Terug aan boord staat er een Noors stel naast Selena. Ik had hun zeilkotter al zien liggen, ook voor anker wat verder de haven in.
Ken ik Martin Dijkstra van de Prinses Mia en de Rotop, ook een Nederlander? Nee, we weten dat hij regelmatig in Oriental NC langsvaart. Ja, daar waren zij afgelopen winter. Ze kennen Barry Antell van Idle Queen ook. Het is een klein wereldje, dat van blue water sailors.
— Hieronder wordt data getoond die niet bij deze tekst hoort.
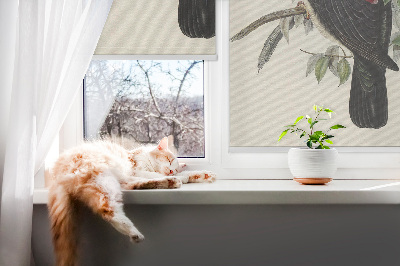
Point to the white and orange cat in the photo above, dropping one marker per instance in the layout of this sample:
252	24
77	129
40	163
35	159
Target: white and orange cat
94	174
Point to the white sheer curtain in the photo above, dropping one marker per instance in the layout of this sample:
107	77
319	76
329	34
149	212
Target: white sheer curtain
55	40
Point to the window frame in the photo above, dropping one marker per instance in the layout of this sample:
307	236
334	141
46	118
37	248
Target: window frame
244	163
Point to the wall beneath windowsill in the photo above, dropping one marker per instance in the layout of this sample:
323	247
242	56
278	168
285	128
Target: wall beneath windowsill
244	234
264	192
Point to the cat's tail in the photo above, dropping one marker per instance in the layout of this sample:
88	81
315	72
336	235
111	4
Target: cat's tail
62	212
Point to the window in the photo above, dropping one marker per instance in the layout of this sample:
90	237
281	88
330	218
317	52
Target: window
142	101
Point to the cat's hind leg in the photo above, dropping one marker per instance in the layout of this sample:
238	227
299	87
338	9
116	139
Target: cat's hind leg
103	195
163	182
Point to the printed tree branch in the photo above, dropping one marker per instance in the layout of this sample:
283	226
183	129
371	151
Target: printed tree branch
268	18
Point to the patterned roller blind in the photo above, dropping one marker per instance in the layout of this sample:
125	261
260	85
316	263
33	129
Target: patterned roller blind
159	27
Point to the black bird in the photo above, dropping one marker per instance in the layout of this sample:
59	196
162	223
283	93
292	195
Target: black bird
364	27
196	18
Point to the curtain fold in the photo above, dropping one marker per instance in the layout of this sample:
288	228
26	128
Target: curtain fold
55	41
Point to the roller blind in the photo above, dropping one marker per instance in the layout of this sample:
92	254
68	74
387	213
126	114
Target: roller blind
159	27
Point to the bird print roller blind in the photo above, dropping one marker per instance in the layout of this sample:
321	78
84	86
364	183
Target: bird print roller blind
286	56
159	27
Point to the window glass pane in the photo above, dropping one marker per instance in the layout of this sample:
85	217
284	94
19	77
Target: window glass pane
142	101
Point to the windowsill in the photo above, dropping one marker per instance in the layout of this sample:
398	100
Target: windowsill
264	192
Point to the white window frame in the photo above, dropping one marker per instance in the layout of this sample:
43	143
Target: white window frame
245	163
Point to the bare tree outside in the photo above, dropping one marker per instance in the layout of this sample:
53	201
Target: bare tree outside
144	101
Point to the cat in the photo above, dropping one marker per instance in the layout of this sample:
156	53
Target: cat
94	174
Er klinken kanonsschoten. Bij de Guildhall staat een compagnie Redcoats die op Revolutionaries schiet, keurig in gelid, op bevelen van de dril-sergeant. Vanachter bomen en palen schiet een stelletje ongerelde militia men op de Redcoats. Over en weer worden beledigingen geschreeuwd. Oorverdovend geknal, het ziet blauw van de kruiddamp. Vrouwen in 18e eeuwse jurken staan elkaar uit te schelden, Loyalists tegen Patriots. Dit is een scene uit de Revolutionary War in New Jersey, waar de meeste schermutselingen hebben plaatsgevonden. De Redcoats beschermden de Imperial Loyalists en brachten ze naar New York waar ze de oorlog afwachtten. Tot hun verbazing verloren de Britten deze oorlog en scheidden 13 staten zich af van Groot Brittannië. Veel Loyalists wilden niet in de nieuwe VS blijven en gingen naar Nova Scotia, dat wel Loyal was gebleven en waar ze grond kregen. Zo is in 1783 (pas) Shelburne gesticht. De Britten paaiden zwarte Amerikanen (vaak weggelopen slaven) om dienst te nemen in het Britse leger, met als belofte vrijheid en een stuk grond. Zo kwamen ook enkele tienduizenden Black Loyalists op Nova Scotia terecht. Hun vrijheid kregen ze, maar niet het land om van te kunnen leven. Een deel ging in op het aanbod van de Britten ze naar Freetown in Sierra Leone aan de Afrikaanse westkust te brengen, in de hoop op wel een beter leven daar. In het museum hier hangt een prent waarop de Britse schepen ankeren bij Freetown, terwijl er een Amerikaans schip er bezig is slaven in te laden.


Slag gewonnen, oorlog verloren, terug naar huis

Zondag ben ik te laat voor het maple-bacon ontbijt in de YC. Van 9 tot 11, maar als ik er om kwart voor tien ben zegt de Engelse dame:” Oehw, soe sorry Sebastian, we’re soeld oot”. Het is regenweer. Ik verhuis naar een mooring, bestudeer de havens tussen Shelburne t/m Lunenburg en het weer. Morgen beter, dan weg.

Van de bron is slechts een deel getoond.